I'd be lying if I said I wasn't thoroughly entertained: laughing, crying and gasping all the way through. But I do wish they hadn't talked about the heat so much (we got it after the first two fan scenes), I thought the Native American jokes got old and there are a few others who probably could've tackled the role of Barbara in a less abrasive way and made her more sympathetic.

But overall, well done. A slice of life that cuts deep.


Sunday, January 05, 2014

Inside Llewyn Davis

Today I saw Inside Llewyn Davis, starring Oscar Issac and Carey Mulligan.

Llewyn Davis (Issac) is a 'starving artist' musician in New York. The year is 1961; the mood is grim.

Jean (Mulligan) and Jim (Justin Timberlake) are fellow folk singers who run in the same circles as Llewyn, and Llewyn may or may not have impregnated Jean. This is only one of the apparent many reasons that she hates him.

Davis seems to have a case of perpetual bad luck, but it's terribly hard to sympathize with him because his demeanor is so unappealing. You've met those people—the ones who whine and whine and act as if they're the only person in the world that has to struggle? That's the type of sad sack that Davis encompasses.

So… light attracts light and dark attracts dark. When you fall into a tunnel of darkness and refuse to climb out of it (or lose the will to at least try), you'll only spiral further down. And Davis, who couch surfs his way though his miserable life, is one big ball of darkness.

Jean is so full of venom that we barely even notice when Mulligan's American accent slips or her character tries to do a nice thing for Llewyn. We're way past her by then, having coated us in such anger.
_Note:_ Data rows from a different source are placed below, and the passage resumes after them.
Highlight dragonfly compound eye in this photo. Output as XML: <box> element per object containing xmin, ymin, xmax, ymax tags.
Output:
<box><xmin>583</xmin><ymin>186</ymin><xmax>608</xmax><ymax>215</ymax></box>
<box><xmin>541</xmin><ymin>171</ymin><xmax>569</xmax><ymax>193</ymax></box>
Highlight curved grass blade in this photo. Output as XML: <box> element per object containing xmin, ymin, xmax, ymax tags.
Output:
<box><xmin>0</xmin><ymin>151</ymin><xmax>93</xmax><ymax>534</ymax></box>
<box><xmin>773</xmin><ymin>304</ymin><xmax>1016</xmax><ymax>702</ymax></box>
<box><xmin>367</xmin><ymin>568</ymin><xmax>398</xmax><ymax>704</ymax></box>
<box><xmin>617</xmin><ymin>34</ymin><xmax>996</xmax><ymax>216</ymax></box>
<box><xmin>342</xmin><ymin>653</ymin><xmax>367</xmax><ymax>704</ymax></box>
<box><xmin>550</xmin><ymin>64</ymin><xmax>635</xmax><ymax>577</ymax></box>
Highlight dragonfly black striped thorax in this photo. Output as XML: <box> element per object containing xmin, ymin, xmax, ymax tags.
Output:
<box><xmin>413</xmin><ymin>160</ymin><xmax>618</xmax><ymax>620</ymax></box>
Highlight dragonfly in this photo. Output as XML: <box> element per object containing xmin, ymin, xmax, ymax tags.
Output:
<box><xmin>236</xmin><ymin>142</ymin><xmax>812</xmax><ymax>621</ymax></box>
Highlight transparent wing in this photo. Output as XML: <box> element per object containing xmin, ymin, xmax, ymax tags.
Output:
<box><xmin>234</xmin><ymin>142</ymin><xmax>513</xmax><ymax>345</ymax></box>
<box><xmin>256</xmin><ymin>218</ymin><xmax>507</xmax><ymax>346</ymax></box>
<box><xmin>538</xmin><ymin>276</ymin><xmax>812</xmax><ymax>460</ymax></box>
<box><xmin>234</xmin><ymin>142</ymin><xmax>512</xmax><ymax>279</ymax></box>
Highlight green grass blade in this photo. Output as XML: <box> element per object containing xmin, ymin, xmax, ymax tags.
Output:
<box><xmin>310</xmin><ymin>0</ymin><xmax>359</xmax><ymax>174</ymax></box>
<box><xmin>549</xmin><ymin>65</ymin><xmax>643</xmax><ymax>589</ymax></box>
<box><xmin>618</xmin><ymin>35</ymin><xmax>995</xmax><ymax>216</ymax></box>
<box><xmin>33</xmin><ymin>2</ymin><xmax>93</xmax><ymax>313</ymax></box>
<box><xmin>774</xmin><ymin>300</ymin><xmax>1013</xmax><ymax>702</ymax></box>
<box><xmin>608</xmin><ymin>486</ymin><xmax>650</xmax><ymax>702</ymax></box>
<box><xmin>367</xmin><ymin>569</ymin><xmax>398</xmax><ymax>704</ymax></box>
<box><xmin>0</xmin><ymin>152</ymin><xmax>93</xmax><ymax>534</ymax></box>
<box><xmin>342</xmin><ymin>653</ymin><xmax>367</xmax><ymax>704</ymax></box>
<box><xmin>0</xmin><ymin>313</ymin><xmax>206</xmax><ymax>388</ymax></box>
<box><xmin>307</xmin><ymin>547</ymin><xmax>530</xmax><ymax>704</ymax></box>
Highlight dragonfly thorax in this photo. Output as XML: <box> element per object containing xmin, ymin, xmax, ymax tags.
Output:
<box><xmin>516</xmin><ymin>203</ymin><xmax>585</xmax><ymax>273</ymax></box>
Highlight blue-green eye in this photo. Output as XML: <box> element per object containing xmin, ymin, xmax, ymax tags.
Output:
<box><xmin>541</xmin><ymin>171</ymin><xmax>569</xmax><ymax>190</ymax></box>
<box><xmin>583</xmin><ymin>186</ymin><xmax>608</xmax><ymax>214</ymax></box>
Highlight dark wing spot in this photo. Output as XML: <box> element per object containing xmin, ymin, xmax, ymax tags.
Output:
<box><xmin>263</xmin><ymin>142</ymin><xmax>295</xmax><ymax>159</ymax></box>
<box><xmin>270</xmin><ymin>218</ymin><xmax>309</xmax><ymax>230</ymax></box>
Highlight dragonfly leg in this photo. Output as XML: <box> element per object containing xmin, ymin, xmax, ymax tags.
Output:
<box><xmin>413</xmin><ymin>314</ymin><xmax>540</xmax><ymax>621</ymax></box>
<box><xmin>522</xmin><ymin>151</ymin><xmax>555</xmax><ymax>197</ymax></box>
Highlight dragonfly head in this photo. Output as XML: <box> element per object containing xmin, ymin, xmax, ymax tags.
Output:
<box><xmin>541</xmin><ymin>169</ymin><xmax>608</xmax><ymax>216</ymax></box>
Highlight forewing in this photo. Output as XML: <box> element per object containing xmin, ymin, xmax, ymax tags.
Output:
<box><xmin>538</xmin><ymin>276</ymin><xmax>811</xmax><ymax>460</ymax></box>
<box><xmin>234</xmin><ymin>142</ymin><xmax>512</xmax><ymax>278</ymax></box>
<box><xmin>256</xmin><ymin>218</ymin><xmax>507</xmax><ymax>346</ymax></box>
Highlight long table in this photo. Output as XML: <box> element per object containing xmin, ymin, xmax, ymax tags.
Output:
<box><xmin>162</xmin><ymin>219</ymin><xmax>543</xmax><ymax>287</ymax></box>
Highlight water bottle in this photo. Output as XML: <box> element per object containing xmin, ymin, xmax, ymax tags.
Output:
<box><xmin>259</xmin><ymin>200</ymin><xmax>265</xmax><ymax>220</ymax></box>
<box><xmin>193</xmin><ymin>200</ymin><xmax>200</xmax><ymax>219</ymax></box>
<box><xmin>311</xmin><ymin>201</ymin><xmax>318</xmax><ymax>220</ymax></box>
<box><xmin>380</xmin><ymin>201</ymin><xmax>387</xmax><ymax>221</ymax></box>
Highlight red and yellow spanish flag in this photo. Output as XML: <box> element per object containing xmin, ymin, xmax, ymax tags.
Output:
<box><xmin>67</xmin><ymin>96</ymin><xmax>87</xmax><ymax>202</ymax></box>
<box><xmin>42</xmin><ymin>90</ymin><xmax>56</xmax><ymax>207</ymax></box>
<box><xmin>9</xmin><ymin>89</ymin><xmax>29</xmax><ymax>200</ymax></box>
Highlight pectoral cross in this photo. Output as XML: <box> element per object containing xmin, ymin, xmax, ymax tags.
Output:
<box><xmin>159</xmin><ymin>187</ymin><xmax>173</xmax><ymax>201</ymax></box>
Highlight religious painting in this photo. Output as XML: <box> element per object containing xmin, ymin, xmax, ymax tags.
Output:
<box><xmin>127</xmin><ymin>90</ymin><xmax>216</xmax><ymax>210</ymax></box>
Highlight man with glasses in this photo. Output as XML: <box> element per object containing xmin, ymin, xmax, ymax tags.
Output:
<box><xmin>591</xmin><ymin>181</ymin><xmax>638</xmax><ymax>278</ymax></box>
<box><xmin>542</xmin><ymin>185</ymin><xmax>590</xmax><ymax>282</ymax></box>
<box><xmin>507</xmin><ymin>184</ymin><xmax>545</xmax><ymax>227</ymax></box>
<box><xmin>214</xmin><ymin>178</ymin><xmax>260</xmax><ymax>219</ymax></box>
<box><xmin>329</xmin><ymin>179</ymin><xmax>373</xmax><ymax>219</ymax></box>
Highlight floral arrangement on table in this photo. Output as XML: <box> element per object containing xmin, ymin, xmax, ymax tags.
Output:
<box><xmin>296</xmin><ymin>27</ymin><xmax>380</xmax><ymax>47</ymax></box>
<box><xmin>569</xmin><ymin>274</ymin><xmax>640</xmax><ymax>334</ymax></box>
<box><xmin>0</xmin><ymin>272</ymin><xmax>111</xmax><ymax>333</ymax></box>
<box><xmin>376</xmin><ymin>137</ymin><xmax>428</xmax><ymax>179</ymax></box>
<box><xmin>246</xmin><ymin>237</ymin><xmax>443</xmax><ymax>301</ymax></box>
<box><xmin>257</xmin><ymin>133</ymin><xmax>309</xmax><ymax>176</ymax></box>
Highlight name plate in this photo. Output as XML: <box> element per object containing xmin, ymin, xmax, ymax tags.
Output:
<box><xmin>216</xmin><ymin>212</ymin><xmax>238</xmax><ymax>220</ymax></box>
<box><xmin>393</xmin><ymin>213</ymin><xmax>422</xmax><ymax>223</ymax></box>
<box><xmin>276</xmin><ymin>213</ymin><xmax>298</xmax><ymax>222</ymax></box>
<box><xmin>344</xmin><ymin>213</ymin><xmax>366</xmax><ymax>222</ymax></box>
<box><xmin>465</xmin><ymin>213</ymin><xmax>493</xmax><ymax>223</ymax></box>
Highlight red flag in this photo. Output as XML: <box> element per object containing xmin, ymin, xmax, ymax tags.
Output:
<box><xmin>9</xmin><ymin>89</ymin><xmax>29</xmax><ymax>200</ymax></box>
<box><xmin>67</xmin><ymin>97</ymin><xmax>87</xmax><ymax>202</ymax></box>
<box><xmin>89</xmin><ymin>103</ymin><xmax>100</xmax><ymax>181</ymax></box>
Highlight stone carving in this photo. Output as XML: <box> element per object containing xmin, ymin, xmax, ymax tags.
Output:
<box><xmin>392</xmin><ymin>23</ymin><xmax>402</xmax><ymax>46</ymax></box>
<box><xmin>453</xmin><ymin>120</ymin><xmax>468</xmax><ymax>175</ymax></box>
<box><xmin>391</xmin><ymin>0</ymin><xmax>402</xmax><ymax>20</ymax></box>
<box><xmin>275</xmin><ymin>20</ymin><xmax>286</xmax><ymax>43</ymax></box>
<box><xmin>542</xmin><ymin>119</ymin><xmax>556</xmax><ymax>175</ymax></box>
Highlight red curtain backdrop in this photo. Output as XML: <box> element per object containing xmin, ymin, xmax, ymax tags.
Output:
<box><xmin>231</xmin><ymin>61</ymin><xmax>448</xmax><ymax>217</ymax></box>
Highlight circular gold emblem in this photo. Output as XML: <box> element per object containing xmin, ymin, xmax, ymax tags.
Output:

That leaves the brief (but shining) performances by Timberlake and John Goodman to keep things light, and for a few moments they do. Timberlake leading the best song in the film, "Please Mr. Kennedy," and Goodman a passenger on the road trip from hell. Both brilliant performances that gave great flavor to the film.

I can't pretend the Coen brothers haven't done better. This isn't in the same ballpark as No Country for Old Men or The Man Who Wasn't There, but it's not terrible either.

Just make sure you see it when you're in a bright mood or it might bring you down.